Quantifying Model Form Uncertainty in RANS Simulation of Wing-Body Junction Flow

Abstract: Wing-body junction flows occur when a boundary layer encounters an airfoil mounted on the surface. The corner flow near the trailing edge is challenging for the linear eddy viscosity Reynolds Averaged Navier-Stokes (RANS) models, due to the interaction of two perpendicular boundary layers which leads to highly anisotropic Reynolds stress at the near wall region. Recently, Xiao et al. proposed a physics-informed Bayesian framework to quantify and reduce the model-form uncertainties in RANS simulations by utilizing sparse observation data. In this work, we extend this framework to incorporate the use of wall function in RANS simulations, and apply the extended framework to the RANS simulation of wing-body junction flow. Standard RANS simulations are performed on a 3:2 elliptic nose and NACA0020 tail cylinder joined at their maximum thickness location.

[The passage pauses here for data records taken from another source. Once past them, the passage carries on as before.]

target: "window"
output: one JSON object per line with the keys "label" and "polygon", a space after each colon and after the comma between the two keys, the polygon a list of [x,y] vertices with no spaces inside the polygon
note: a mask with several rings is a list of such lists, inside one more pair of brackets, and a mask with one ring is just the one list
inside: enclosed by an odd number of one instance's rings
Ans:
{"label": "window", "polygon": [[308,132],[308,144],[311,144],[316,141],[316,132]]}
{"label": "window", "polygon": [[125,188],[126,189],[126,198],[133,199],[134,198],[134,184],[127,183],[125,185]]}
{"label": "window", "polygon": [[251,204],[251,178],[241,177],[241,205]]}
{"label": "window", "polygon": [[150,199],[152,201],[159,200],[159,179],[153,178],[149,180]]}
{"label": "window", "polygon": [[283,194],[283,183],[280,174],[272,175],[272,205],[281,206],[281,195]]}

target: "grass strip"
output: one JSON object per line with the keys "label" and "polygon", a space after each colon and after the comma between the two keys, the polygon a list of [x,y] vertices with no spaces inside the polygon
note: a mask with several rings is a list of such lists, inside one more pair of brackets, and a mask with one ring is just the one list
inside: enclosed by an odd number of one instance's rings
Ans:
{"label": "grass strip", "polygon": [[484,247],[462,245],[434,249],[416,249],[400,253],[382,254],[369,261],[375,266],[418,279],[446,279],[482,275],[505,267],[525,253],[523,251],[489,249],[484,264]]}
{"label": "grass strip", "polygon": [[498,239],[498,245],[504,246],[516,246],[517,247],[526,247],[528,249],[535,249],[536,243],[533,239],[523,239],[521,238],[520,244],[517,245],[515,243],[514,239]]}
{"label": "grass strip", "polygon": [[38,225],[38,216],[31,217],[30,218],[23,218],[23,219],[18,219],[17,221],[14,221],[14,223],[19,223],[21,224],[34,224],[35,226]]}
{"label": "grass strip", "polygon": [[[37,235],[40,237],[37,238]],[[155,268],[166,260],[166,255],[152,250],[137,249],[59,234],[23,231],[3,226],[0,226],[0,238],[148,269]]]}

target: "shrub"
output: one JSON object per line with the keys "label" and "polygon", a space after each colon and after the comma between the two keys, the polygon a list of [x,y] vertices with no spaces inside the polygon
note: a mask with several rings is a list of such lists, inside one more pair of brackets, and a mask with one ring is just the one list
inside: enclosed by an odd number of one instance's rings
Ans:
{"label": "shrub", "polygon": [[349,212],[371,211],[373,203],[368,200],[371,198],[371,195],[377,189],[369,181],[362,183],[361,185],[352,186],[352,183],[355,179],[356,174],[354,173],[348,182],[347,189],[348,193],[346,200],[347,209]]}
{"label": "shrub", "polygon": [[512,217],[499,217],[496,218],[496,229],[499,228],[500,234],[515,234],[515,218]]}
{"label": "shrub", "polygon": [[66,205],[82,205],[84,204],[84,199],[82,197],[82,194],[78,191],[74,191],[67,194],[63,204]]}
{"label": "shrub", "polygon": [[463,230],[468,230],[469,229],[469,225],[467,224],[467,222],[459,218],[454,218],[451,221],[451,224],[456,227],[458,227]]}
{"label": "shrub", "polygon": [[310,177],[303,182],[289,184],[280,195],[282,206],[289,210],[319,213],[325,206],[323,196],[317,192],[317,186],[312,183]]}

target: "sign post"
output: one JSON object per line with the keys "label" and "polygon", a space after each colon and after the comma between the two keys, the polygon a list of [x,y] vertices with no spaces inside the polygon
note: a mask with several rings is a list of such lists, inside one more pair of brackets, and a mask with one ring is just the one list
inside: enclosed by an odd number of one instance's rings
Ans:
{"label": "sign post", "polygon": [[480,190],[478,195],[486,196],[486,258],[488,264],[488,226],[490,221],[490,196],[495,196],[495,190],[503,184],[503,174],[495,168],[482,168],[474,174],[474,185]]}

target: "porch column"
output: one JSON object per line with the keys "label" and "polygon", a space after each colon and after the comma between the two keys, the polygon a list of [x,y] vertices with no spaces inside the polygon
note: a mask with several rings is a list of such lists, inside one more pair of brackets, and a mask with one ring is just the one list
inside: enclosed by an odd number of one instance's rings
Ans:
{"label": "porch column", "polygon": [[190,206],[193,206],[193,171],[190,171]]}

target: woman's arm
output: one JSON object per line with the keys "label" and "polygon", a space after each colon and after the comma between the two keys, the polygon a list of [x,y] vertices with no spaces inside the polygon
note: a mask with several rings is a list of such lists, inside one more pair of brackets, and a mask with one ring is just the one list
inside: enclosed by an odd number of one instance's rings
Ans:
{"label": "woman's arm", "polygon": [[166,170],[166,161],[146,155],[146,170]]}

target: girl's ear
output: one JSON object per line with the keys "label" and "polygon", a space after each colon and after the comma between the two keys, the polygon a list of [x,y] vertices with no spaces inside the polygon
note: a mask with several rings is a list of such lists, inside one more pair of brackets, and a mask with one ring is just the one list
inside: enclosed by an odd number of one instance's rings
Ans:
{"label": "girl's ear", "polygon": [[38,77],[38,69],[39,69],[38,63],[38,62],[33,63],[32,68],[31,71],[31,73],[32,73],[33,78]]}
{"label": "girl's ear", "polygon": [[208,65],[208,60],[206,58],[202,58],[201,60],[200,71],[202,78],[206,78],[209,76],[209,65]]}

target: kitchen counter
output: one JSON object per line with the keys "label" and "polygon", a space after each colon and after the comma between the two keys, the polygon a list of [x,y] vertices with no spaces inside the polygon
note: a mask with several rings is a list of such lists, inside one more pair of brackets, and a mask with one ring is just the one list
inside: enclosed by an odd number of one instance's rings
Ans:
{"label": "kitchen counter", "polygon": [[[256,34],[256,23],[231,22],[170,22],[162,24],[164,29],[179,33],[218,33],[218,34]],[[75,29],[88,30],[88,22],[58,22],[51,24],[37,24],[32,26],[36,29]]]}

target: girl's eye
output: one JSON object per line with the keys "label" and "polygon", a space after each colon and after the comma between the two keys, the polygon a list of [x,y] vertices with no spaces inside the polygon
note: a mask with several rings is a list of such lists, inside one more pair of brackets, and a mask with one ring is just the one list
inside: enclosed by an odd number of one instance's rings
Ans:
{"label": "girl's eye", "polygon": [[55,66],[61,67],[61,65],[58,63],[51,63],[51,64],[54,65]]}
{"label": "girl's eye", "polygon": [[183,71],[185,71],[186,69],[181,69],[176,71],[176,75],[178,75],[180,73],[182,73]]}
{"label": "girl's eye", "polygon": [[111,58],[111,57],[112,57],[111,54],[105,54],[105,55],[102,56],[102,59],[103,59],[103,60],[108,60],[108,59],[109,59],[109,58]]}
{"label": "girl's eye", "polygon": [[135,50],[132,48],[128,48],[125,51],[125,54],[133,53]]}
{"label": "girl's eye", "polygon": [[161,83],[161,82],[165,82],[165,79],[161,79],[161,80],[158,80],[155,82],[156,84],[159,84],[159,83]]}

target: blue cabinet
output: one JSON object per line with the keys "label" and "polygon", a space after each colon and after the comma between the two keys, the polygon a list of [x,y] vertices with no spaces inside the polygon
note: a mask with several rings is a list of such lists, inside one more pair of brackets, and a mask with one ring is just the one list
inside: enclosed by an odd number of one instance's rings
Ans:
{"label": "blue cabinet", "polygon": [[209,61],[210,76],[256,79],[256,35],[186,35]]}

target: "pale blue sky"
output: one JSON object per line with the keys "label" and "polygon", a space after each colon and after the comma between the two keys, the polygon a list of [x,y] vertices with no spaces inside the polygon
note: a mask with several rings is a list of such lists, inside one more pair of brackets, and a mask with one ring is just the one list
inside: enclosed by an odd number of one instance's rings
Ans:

Current results show that both the posterior mean velocity and the Reynolds stress anisotropy show better agreement with the experimental data at the corner region near the trailing edge. On the other hand, the prior velocity profiles at the leading edge indicate the restriction of uncertainty space and the performance of the framework at this region is less effective. By perturbing the orientation of Reynolds stress, the uncertainty range of prior velocity profiles at the leading edge covers the experimental data. It indicates that the uncertainty of RANS predicted velocity field is more related to the uncertainty in the orientation of Reynolds stress at the region with rapid change of mean strain rate. The present work not only demonstrates the capability of Bayesian framework in improving the RANS simulation of wing-body junction flow, but also reveals the major source of model-form uncertainty for this flow, which can be useful in assisting RANS modeling.